その日、あずさは書類を届けるために夫の黒崎直哉(くろさき なおや)の執務室へ向かった秘書に声をかけ、「ついでだから」と言って書類一式を受け取った。そして、その束の中にもう一通の書類をそっと紛れ込ませる。
それは、他ではない離婚届だ。付箋で要所要所が隠され、一目ではそれだと分からないよう、あずさがあらかじめ準備したもの。

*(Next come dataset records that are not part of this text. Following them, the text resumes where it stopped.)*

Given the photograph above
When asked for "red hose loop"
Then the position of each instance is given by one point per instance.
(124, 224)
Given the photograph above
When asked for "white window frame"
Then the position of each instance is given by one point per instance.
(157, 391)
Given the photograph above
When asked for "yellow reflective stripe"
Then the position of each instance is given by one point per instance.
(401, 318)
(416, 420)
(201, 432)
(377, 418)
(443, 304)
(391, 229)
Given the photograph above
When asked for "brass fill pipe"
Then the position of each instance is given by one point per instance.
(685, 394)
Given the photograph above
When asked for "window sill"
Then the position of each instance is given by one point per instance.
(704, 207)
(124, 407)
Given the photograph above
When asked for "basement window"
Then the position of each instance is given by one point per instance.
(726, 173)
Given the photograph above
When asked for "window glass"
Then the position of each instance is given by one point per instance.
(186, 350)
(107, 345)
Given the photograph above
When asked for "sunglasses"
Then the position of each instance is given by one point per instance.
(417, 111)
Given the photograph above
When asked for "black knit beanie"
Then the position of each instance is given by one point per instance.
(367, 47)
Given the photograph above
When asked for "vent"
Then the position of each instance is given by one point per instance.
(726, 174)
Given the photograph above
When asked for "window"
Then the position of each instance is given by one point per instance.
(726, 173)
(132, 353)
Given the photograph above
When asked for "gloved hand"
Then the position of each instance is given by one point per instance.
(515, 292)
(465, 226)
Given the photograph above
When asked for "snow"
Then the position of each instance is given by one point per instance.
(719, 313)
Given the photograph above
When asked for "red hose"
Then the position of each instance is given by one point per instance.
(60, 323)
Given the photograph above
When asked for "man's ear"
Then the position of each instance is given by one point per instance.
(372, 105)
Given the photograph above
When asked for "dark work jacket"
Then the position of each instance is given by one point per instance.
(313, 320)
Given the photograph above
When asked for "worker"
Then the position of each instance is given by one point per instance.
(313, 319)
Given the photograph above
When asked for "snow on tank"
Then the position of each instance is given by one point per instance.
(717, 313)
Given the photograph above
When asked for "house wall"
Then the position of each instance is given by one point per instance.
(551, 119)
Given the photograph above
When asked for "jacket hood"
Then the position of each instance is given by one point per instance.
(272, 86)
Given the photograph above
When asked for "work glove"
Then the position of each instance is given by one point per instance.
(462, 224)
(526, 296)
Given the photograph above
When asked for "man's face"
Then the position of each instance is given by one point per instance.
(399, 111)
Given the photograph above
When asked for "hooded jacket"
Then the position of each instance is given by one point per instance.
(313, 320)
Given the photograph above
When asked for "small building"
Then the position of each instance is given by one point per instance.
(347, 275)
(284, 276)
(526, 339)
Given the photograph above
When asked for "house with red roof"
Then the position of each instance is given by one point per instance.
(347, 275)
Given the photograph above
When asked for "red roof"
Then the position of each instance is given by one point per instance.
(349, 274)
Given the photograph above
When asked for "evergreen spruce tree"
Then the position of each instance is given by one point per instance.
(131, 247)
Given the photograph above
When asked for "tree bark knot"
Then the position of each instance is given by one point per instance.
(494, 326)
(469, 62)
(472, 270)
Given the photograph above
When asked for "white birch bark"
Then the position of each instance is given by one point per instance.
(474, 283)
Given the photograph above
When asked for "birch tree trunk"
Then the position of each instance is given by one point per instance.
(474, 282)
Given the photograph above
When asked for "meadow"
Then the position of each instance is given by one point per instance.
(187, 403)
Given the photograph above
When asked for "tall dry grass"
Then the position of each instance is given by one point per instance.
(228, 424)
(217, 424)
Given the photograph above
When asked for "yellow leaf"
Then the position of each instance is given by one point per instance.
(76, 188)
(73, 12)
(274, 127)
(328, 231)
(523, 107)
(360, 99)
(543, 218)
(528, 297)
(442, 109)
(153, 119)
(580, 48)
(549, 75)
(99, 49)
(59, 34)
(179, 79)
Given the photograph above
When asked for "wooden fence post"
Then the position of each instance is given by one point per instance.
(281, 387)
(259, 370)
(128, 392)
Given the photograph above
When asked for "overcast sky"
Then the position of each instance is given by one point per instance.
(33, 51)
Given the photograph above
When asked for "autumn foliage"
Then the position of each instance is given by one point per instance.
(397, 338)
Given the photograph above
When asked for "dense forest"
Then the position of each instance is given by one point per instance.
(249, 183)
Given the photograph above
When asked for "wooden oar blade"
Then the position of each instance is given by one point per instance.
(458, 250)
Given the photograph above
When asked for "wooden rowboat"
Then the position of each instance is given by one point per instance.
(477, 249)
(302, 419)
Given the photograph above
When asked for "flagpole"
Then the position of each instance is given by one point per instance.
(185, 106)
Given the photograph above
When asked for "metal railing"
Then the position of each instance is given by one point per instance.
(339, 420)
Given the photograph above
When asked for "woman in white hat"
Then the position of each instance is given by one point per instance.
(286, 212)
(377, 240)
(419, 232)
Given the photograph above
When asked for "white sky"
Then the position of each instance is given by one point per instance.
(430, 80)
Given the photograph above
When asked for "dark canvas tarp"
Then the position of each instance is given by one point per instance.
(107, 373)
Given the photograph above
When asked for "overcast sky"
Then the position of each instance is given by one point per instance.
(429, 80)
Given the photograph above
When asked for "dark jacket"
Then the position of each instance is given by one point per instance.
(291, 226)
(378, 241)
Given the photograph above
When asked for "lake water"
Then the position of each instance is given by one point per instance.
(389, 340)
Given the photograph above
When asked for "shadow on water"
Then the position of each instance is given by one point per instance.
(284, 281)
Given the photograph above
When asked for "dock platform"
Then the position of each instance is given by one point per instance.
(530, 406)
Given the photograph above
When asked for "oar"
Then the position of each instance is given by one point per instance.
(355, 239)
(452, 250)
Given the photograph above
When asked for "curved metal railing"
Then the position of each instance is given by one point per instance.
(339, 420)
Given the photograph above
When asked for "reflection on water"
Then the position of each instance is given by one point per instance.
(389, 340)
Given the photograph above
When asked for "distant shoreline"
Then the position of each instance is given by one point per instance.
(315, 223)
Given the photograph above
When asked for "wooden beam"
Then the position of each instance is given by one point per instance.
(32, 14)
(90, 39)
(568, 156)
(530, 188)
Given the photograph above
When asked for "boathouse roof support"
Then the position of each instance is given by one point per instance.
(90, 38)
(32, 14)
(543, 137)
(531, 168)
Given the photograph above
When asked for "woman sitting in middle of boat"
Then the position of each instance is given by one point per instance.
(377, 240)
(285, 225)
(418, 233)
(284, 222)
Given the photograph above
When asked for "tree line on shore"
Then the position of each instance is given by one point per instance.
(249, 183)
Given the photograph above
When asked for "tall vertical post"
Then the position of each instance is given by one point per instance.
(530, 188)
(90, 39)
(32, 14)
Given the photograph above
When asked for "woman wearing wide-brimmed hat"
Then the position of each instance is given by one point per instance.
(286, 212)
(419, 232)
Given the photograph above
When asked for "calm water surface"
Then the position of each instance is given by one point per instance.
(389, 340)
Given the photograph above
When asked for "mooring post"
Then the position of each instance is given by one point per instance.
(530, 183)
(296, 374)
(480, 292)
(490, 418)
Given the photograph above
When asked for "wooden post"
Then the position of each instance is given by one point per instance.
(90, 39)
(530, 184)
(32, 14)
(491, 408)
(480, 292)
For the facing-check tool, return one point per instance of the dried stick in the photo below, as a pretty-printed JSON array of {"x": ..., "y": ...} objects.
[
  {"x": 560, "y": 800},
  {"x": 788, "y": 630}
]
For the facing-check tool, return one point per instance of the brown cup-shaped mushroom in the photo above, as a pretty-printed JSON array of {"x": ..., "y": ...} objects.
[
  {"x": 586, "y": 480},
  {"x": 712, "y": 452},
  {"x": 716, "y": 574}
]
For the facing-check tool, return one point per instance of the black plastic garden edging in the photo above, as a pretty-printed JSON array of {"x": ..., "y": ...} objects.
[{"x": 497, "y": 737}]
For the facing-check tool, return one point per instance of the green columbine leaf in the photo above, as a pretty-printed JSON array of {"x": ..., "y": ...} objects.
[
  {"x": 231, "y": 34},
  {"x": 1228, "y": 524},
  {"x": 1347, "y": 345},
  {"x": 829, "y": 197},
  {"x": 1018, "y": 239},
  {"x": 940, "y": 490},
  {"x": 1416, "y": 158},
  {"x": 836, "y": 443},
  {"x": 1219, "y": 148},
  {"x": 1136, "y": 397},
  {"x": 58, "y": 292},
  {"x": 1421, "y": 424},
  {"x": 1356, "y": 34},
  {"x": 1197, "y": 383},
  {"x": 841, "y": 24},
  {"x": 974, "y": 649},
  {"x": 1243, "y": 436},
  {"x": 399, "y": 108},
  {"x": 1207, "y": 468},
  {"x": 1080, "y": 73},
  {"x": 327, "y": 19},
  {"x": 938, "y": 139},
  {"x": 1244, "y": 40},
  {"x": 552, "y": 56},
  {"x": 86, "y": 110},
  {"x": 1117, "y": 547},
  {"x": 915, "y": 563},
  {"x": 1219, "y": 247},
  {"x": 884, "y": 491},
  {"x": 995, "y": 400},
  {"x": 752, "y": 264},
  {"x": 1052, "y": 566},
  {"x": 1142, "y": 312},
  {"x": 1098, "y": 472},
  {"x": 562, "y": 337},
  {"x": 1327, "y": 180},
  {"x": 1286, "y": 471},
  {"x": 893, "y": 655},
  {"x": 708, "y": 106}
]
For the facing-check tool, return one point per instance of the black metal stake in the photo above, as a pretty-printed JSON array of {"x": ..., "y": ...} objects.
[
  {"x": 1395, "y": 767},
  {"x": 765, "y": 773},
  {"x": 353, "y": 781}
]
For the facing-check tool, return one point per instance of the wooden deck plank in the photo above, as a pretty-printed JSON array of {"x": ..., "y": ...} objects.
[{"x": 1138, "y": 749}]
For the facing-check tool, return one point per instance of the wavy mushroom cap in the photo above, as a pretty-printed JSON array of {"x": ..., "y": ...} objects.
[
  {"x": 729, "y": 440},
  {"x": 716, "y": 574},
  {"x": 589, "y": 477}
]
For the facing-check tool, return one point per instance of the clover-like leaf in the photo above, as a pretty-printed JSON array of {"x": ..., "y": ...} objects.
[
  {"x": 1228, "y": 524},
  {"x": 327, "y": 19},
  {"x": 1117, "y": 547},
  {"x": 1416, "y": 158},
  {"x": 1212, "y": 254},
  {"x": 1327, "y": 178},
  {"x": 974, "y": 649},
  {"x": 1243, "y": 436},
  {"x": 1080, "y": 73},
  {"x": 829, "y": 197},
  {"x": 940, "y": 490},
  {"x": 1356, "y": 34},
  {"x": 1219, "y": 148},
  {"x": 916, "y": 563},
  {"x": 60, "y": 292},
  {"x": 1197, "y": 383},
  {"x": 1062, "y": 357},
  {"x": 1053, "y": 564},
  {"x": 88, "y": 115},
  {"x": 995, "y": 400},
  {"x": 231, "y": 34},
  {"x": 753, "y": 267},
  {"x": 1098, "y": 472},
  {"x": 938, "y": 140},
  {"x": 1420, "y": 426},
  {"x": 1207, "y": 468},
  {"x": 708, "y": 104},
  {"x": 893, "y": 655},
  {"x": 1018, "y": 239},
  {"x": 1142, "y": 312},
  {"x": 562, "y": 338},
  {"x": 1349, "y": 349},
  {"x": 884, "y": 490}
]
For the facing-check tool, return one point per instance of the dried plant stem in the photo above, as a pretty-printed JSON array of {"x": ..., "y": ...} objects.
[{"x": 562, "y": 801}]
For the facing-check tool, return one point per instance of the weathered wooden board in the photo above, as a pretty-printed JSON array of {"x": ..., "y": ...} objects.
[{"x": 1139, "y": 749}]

執務室に入ると、机の向こうで直哉はまだ二日酔いが抜けきっていない様子だった。
額を押さえながら書類を受け取り、内容もろくに確認しないまま次々とサインを入れていく。
――その離婚届も含めて。
最後の一筆が記された瞬間、あずさの視線はその紙から離れなくなった。
全部、終わるんだ。
そう思いながら書類を回収しようとしたときだった。
不意に腕が机の端に触れた。カタン、と小さな音を立ててフォトフレームが倒れ、床に落ちる。
ガラスが砕け散った。写真の中で微笑む少女の顔を、飛び散った破片が半分ほど覆い隠す。
少女の名前は青木怜奈(あおき れいな)。
直哉が今も忘れられない、最愛の人だった。